At the hearing, the Board argued that Moon-Williams’s initial reprimand should be disregarded in determining whether her suspension was appropriate because, it said, the reprimand was issued pursuant to a Board corrective-action plan required by the State Department of Education. The hearing officer summarily rejected that argument, stating that “a plan that allows for multiple disciplines for the same misconduct is a flawed plan.”
We conclude that the sole basis for the hearing officer’s decision overturning Moon-Williams’s suspension was his reliance on a “procedural just-cause standard” and on a “workplace double jeopardy” doctrine that are not recognized under Alabama law. Because the hearing officer’s decision failed to follow Alabama law, it was, therefore, arbitrary and capricious.

Conclusion

We reverse the hearing officer’s decision and remand the cause for the parties to conduct another hearing consistent with the provisions of former § 16-24-10(b), Ala.Code 1975 (stating that “[t]he decision of the hearing officer shall be affirmed on appeal unless the Court of Civil Appeals finds the decision arbitrary and capricious, in which case the court may order that the parties conduct another hearing consistent with the procedures of this article”).
REVERSED AND REMANDED.
THOMPSON, P.J., and BRYAN, THOMAS, and MOORE, JJ., concur.

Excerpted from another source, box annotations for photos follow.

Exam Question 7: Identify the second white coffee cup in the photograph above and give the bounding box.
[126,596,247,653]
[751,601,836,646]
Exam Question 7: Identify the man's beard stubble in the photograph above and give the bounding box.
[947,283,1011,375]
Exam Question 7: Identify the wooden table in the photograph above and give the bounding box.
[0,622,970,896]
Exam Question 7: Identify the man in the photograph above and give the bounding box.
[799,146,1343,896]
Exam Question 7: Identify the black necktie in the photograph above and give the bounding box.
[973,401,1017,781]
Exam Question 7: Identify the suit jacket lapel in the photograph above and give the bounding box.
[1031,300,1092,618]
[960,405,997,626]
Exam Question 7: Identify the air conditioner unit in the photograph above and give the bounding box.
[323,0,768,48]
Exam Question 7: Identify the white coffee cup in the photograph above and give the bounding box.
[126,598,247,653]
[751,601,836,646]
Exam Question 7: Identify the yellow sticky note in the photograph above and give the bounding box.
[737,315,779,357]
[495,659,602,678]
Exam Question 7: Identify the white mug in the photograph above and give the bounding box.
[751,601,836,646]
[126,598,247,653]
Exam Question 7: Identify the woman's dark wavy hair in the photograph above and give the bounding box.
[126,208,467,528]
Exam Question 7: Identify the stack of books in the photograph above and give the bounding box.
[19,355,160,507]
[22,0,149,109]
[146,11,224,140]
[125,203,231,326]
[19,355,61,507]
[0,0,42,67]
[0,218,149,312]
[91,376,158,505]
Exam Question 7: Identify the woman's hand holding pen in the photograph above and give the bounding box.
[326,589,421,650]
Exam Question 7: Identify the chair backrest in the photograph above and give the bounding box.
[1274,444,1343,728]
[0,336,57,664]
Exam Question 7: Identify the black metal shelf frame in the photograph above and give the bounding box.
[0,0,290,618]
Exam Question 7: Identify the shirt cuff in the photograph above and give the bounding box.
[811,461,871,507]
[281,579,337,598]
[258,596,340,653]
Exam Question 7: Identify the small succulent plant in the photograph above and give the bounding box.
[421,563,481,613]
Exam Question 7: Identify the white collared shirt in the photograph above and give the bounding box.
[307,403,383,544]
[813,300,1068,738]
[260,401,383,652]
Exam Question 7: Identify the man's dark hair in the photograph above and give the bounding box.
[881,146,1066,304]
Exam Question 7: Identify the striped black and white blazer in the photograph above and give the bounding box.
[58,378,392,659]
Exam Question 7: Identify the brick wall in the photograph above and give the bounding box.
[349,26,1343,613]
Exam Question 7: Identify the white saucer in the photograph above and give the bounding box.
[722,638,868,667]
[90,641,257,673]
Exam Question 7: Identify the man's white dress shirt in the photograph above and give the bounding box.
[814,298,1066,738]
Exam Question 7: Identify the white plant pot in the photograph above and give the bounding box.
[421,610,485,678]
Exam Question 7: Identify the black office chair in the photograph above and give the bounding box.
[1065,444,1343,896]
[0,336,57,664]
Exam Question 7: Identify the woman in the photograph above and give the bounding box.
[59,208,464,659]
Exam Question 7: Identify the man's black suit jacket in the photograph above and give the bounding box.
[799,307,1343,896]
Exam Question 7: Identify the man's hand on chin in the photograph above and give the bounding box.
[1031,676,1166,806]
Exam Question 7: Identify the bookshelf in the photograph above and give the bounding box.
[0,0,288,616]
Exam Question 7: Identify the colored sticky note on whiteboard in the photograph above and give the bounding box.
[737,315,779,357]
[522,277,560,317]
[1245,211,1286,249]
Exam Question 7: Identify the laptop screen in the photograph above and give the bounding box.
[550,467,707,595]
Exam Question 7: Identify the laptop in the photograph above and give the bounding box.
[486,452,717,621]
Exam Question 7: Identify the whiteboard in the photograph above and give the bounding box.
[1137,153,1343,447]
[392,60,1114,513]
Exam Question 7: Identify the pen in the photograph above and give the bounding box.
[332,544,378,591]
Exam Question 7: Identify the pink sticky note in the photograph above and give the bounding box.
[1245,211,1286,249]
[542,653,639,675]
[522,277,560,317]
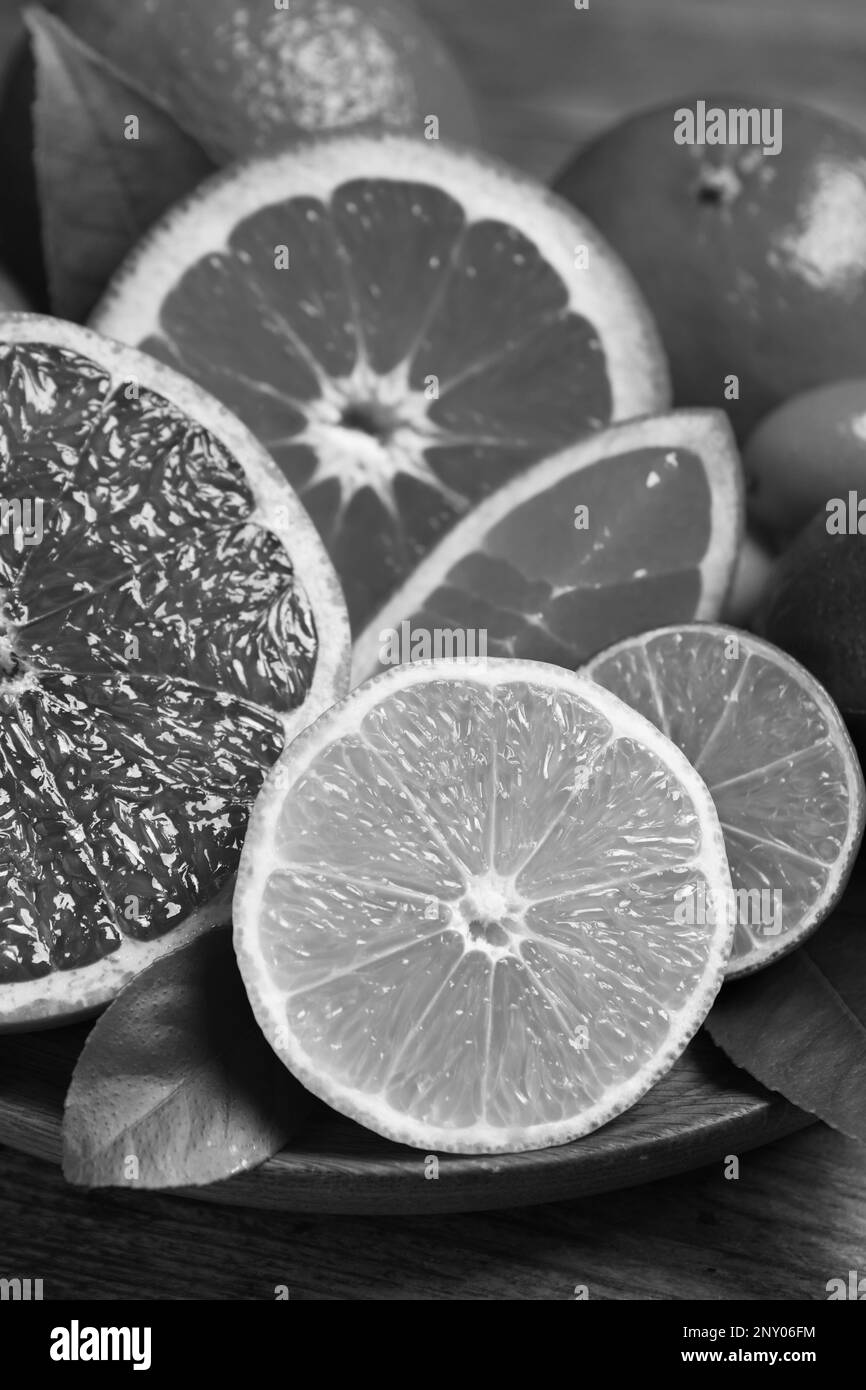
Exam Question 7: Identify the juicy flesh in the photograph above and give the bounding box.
[592,632,851,959]
[259,681,712,1130]
[364,445,712,674]
[0,345,316,984]
[142,179,612,628]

. Section 16-24-1 et seq., Ala.Code 1975, was repealed by Act No. 270, § 14, Ala. Acts 2011 (effective July 1, 2011). The former act was replaced by § 16-24C-1 et seq., Ala.Code 1975 (the “Students First Act of 2011”). See Act No. 270, § 1, Ala. Acts 2011 (effective July 1, 2011). The former statute is applicable to this case because all events referred to herein occurred before July 1, 2011.